My eldest has flown the nest – I feel his absence in the leftovers

With one child now away at university, I’m failing at portion control. But there’s a reason the fridge is full of Tupperware boxes …

Jay Rayner
Thursday 12 October 2017 12.00 BST

If I want to understand the profound change my family has undergone I need only look in the fridge. For in there, piled one atop the other, I will find them: Tupperware boxes, stuffed full of leftovers. Obviously, leftovers in our fridge are nothing new. What’s changed is the volume of them. The fact is our eldest child has left home for university, and while I feel his absence in the lack of discarded clothes on the floor of his room and the silencing of the banter guns, when I get to the stove, I simply forget: I cook as if we were still four not three. I suffer an abject failure of portion control.

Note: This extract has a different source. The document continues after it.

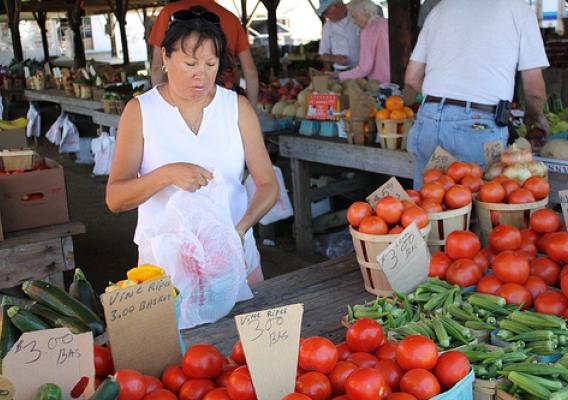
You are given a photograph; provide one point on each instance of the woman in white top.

The amount we cook is much more than a matter of mere practicalities. It is an expression of self, of history. Doubtless, there are those who will now feel compelled to point out the existence of food banks, and of those just scraping by. This portion-size failure of mine is clearly the worst kind of over-privilege. Well, yes. Of course. But it’s likely that the complainers didn’t grow up with a mother who knew genuine food poverty; a woman who, as an evacuee, recalled stealing swedes from a farmer’s field to supplement her diet. For her, the act of over-catering, was not just a mark of generosity. It was a way of declaring victory over the odds that had been stacked against her.